Modern helicopter cockpits traditionally come with a standardised “glass cockpit” display, a collective stick that controls power fed to the main rotor, a cyclic stick that controls the incidence of the blades in the main rotor and a pair of linked pedals that controls the incidence of the blades in the tail rotor. To fly the aircraft the pilot has to coordinate the movements of the two sticks and pedals whilst monitoring the instruments and the terrain and close obstacles.
Horizon will do things quite differently. It won’t have controls that need to be coordinated. The pilot is actually placing simple demands on what is a sophisticated autopilot and flight management system driven by a combination of GPS, inertial platforms, terrain and contour mapping with ATC overlays and multiple LIDAR. To do this, the pilot will have one multi-function, instinctive joy stick and one fore-and-aft slider to change power to the fan for forward flight. People familiar with today’s computer games or drone controllers will recognise our stick and slider configuration.
In the hover, the system will maintain its position and height if the pilot takes his hand off the stick. If he wants to increase or reduce height he will use a two-dimensional button on the top of the stick, forward for down, back for up. In the hover, the stick will be used to position the aircraft over the ground through changing the attitude of the rotor, and twisting the stick left and right will control yaw. If the pilot makes no input the aircraft will assume the newly demanded position and height. To transition from the hover to forward flight, the pilot would select the desired direction using the yaw control and then move the fan control slider forwards whilst pulling back on the joy stick into a climb. The aircraft would accelerate to climb speed until it reached the demanded safe height, when the pilot would level the aircraft and allow the speed to increase to the required max or long range cruise speed.
In fully semi-autonomous mode the pilot would have pre-inserted his flight plan, select “engage” on the flight management system using a button on the joy stick, and the aircraft would automatically turn onto the desired heading and climb to the pre-set safe height and speed. The autonomous functions in the flight controller will at all stages make sure, for instance, that in a turn the power would be automatically adjusted between the propulsion fan and main rotor to maintain height and do whatever is needed to keep the aircraft flying within its safe, stress-limited envelope.

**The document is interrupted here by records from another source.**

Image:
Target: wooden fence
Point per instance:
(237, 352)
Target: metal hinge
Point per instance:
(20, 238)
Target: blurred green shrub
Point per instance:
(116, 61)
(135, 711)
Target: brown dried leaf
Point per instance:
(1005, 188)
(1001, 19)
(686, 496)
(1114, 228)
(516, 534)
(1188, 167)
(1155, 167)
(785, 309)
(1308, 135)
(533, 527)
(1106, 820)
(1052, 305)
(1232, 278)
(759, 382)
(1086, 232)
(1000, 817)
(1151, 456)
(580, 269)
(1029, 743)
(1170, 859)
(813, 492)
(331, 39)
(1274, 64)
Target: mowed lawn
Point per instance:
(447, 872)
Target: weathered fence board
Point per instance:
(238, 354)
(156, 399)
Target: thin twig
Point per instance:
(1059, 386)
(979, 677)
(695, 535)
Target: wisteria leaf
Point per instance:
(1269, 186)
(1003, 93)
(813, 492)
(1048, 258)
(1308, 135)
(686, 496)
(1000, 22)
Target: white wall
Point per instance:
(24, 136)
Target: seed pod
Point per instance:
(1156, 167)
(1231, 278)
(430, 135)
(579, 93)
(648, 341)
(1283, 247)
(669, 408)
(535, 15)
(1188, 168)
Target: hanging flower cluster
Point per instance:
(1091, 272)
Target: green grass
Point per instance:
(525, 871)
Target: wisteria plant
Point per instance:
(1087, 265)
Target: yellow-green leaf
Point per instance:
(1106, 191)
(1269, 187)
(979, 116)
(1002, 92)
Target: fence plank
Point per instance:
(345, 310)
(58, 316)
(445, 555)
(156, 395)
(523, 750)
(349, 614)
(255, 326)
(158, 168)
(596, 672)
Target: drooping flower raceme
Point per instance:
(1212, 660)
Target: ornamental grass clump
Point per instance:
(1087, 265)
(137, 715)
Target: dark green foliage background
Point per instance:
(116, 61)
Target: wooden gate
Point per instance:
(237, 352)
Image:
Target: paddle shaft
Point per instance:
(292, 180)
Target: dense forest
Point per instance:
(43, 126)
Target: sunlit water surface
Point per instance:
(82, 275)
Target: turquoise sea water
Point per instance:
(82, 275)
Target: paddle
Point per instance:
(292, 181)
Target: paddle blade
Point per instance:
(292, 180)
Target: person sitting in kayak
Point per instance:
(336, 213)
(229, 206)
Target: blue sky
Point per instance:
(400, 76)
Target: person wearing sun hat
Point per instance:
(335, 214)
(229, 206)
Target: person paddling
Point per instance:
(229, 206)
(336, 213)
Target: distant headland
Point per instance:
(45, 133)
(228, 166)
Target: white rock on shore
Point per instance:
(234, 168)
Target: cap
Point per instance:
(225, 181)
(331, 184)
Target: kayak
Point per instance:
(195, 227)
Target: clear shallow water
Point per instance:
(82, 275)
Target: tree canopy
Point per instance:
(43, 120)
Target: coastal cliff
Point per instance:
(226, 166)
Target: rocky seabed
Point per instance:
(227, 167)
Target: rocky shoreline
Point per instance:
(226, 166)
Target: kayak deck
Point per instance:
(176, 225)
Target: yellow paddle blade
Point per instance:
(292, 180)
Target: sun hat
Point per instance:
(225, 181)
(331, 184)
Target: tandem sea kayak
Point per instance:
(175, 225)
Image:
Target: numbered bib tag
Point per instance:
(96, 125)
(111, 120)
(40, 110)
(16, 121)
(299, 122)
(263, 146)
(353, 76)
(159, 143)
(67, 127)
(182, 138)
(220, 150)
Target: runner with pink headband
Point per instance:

Over-stressing the aircraft could result in a maintenance penalty and this would be avoided. It should be emphasised that all aspects of the modification of the flight controllers will be developed and refined, initially using simulation, by Horizon’s experimental test pilot working with Horizon’s development engineers, such that it is as simple and instinctive as possible.
For flight instrumentation, a standard display set-up will be used, with the addition of a synthetic three-dimensional ground/horizon display on the main display. Disorientation through loss of the visual horizon particularly in conditions of low visibility, is a common cause of pilot loss of situational awareness and a significant cause of fatal accidents. This will be prevented because the flight controller will store in its memory a digital map of the terrain that it can reconstruct, using a knowledge of the aircraft’s position and orientation, to create a three-dimensional picture of the terrain below and around the aircraft. If the pilot suffers from spatial disorientation under conditions of poor visibility, all he would need to do would be to take his hands off the controls and the aircraft would revert to wings level at a constant low speed and a safe height, avoiding the ground and obstacles.
There will be at least two other displays: (1) a terrain display that shows the planned route and how it has been worked out to avoid mountains and other obstacles. Unless over-ridden by the pilot, all flights will be planned at or above the calculated safety height. This will mean that the route can be flown safely under IFR and in IMC, especially if the weather is not as forecast. And (2) an information display that displays such things as anticipated manoeuvres, prioritised aircraft system warnings, obstacles in close proximity to the aircraft and main rotor’s tips, ATC instructions, ADS-B data and possibly weather. Weather radars are not too expensive these days, and there is a possibility that power cable sensors might soon be as well.
The pilot will be able to switch between autonomous flight, semi-autonomous flight and manual flight at will and dependent on what his licence allows him to do. ‘Autonomous flight’ will be essentially ‘hands off’, with the pilot acting as a monitor, whilst semi-autonomous flight will ‘hands on the joystick and power lever’ but with the aircraft controller having to obey all the limitations being imposed on it for safe flight, inside-the-envelope flight, obstacle avoidance, etc. Transition from autonomous to semi-autonomous flight will be via a switch on the joystick or the pilot moving the stick. The pilot’s level of attention will be monitored at all times. In semi-autonomous flight, the pilot will be able to depart from a planned route and automatically return to a planned route. A ‘get me home’ button is an obvious possibility. In manual flight the pilot would have total control, but the flight control system would prevent any overstress of airframe or rotor or entry into uncontrolled flight such as the vortex ring state.